Le Conseil constitutionnel valide totalement la loi ouvrant le mariage et l'adoption à deux personnes de même sexe, annonce vendredi 17 mai la haute juridiction dans un communiqué.
Mais les Sages, qui ont choisi la Journée mondiale contre l'homophobie pour se prononcer, tiennent à souligner que le texte ne leur reconnait pas un "droit à l'enfant", le principe à respecter pour tout agrément d'adoption devant être "l'intérêt de l'enfant".

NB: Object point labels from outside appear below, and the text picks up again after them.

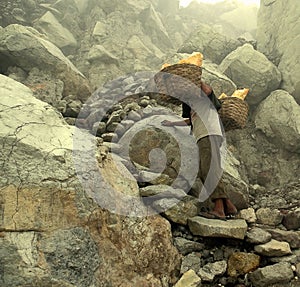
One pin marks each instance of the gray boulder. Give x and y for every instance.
(278, 38)
(56, 32)
(269, 275)
(25, 47)
(278, 117)
(45, 209)
(213, 45)
(248, 68)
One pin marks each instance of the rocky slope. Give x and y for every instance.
(94, 192)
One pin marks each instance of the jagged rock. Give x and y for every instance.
(56, 33)
(218, 81)
(236, 17)
(154, 27)
(258, 236)
(191, 261)
(46, 206)
(189, 279)
(298, 269)
(292, 220)
(147, 176)
(292, 237)
(178, 212)
(209, 271)
(218, 228)
(292, 259)
(38, 52)
(251, 69)
(187, 246)
(46, 87)
(248, 214)
(278, 116)
(269, 216)
(241, 263)
(273, 248)
(212, 44)
(161, 190)
(99, 54)
(277, 273)
(278, 38)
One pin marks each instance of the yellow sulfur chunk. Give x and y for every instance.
(241, 94)
(196, 59)
(222, 96)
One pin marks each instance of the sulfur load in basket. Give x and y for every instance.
(233, 113)
(186, 77)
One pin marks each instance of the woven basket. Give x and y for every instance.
(233, 113)
(189, 75)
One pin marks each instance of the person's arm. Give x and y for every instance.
(184, 122)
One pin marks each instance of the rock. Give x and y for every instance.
(241, 263)
(258, 236)
(251, 69)
(218, 81)
(292, 220)
(178, 212)
(38, 52)
(248, 214)
(99, 54)
(212, 44)
(189, 279)
(278, 37)
(269, 216)
(277, 273)
(161, 190)
(209, 271)
(56, 33)
(273, 248)
(279, 118)
(218, 228)
(187, 246)
(191, 261)
(152, 23)
(292, 237)
(50, 215)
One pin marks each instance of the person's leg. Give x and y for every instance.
(210, 173)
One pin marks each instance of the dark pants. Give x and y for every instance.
(210, 170)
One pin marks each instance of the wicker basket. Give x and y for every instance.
(187, 76)
(233, 113)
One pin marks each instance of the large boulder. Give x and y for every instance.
(56, 32)
(51, 220)
(278, 117)
(278, 38)
(26, 48)
(212, 44)
(248, 68)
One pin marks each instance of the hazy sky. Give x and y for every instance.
(186, 2)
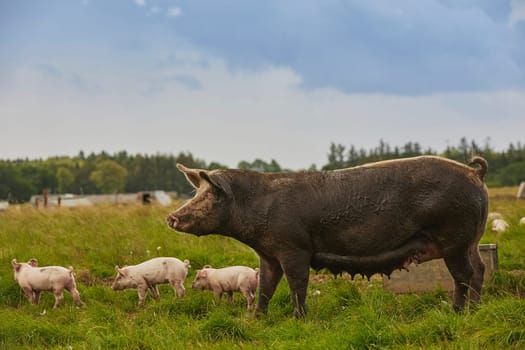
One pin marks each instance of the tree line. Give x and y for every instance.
(123, 172)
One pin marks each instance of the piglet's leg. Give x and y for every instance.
(248, 294)
(29, 294)
(154, 291)
(36, 297)
(141, 290)
(76, 296)
(178, 288)
(230, 297)
(58, 298)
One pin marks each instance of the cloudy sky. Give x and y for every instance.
(235, 80)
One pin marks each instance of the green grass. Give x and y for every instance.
(342, 314)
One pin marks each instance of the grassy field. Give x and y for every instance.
(342, 314)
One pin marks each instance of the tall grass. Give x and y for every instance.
(341, 313)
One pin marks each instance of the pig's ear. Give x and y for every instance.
(191, 174)
(15, 264)
(218, 180)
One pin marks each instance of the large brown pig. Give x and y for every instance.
(367, 219)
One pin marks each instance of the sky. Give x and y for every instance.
(233, 80)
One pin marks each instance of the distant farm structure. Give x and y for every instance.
(72, 200)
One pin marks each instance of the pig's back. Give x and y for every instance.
(161, 269)
(48, 277)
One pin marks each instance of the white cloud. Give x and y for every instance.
(235, 116)
(517, 11)
(153, 10)
(174, 12)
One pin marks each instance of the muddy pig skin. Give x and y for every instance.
(367, 219)
(149, 274)
(228, 280)
(34, 280)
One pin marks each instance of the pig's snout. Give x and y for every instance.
(172, 220)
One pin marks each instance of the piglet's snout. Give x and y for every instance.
(172, 220)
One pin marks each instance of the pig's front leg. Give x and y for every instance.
(28, 291)
(269, 276)
(296, 266)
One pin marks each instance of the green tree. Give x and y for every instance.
(109, 176)
(65, 179)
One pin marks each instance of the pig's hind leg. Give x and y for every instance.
(230, 296)
(36, 297)
(59, 296)
(178, 287)
(269, 276)
(250, 297)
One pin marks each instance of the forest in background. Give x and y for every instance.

La haute juridiction juge que le mariage homosexuel est "un choix du législateur" et "n'est contraire à aucun principe constitutionnel". Même si "la législation républicaine antérieure à 1946 et les lois postérieures, ont" jusqu'à présent "regardé le mariage comme l'union d'un homme et d'une femme, cette règle n'intéresse ni les droits et libertés fondamentaux, ni la souveraineté nationale, ni l'organisation des pouvoirs publics" et "ne peut donc constituer un principe fondamental", ajoutent les Sages dans leur décision.
Pas de "droit à l'enfant"
S'agissant de l'adoption qui découle de l'ouverture du mariage aux homosexuels, le Conseil juge qu'il "n'a, là encore, pas le même pouvoir d'appréciation que le législateur qui a estimé que l'identité de sexe des adoptants ne constituait pas un obstacle à l'établissement d'un lien de filiation adoptive".
Le Conseil estime en outre que la loi adoptée n'a "ni pour objet, ni pour effet de reconnaître aux couples de personnes de même sexe un 'droit à l'enfant'" et que "le dixième alinea du préambule de la Constitution de 1946 impliquait le respect de l'exigence de conformité de l'adoption à l'intérêt de l'enfant". C'est la première fois, souligne-t-on au Conseil, que la haute juridiction "dégage ce principe constitutionnel".
Toutefois, le Conseil émet une "réserve" afin que dorénavant soit appliquée l'exigence constitutionnelle de "l'intérêt de l'enfant" dans la délivrance de l'agrément par les conseils généraux permettant l'adoption et dans les décisions d'adoption prononcées par les tribunaux.